2
$\begingroup$

It is known that for a holomorphic function $f$ over $\Omega$, if $C$ is a circle inside $\Omega$, then:
$f^{(n)}(z) = \frac{n!}{2\pi i}\int_C \frac{f(s)}{(s-z)^{n+1}} \, ds$

A textbook makes the following claim :
$f:\mathbb{D}\rightarrow\mathbb{C}$
where $\mathbb{D}$ is the unit disc, and $2f'(0) = \frac{1}{2\pi i}\int_{C_r} \frac{f(s)-f(-s)}{(s-z)^2} \, ds$

Here $C_r$ is a circle about the origin whose radius is $r$.
The second formula seems to follow easily from the first by setting $n=1$ and summing two identical integrals where a simple change of variable is made to one of the summands. Here is where it gets weird.

The text says that the second formula only holds whenever $0 \lt r \lt 1$. I see no reason for imposing $r \lt 1$. Why would the text go out of its way to make sure $r \neq 1$? I don't see what is so special about this case.

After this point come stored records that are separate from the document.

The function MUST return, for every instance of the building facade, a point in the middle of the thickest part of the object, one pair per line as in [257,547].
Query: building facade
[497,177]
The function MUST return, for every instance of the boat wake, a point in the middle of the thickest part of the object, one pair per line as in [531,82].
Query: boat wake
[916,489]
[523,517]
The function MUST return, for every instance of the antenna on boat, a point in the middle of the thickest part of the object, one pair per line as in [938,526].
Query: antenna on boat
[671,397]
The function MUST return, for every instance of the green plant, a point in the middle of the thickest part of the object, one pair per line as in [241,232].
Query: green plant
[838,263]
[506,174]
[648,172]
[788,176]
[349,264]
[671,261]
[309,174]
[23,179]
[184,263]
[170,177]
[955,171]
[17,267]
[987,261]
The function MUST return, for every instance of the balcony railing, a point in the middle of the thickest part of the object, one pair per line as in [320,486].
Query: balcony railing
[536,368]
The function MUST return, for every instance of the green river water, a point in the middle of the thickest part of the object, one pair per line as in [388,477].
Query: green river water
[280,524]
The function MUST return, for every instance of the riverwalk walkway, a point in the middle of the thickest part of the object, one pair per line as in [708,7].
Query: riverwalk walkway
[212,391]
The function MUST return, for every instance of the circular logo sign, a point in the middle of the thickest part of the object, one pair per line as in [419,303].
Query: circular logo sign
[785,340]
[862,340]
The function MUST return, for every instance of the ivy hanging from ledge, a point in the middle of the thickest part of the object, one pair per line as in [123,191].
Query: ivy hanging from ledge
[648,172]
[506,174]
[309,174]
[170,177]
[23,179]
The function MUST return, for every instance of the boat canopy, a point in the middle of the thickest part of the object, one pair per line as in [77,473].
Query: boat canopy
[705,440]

Additional Info: The statement is made in reference to an exercise problem. The text is Stein & Shakarchi: Princeton Lectures in Analysis II Complex Analysis. You can find the statement on page 65, in Chapter 2, exercise 7 where it says "Hint". At this time, the question and a solution can be found at https://6ba38298-a-62cb3a1a-s-sites.googlegroups.com/site/davegaebler/home-1/solution-manuals/SteinandShakarchiComplexAnalysis.pdf on page 5 of the pdf under "Exercise 7". The author of the solution also goes out of his way to assure $r \neq 1$ and uses a limit argument to compensate.

  • 0
    The link in the post is broken.2016-02-17

1 Answers 1

3

Note that in the statement of the Cauchy Integral Formula (which share the same necessary conditions as the resulting differentiation formulae), the closure of the disk $D$ must lie completely within the domain of holomorphicity $U.$ Since we don't know that $f$ is holomorphic on an open set containing the entire unit disk, the limit argument has to be used.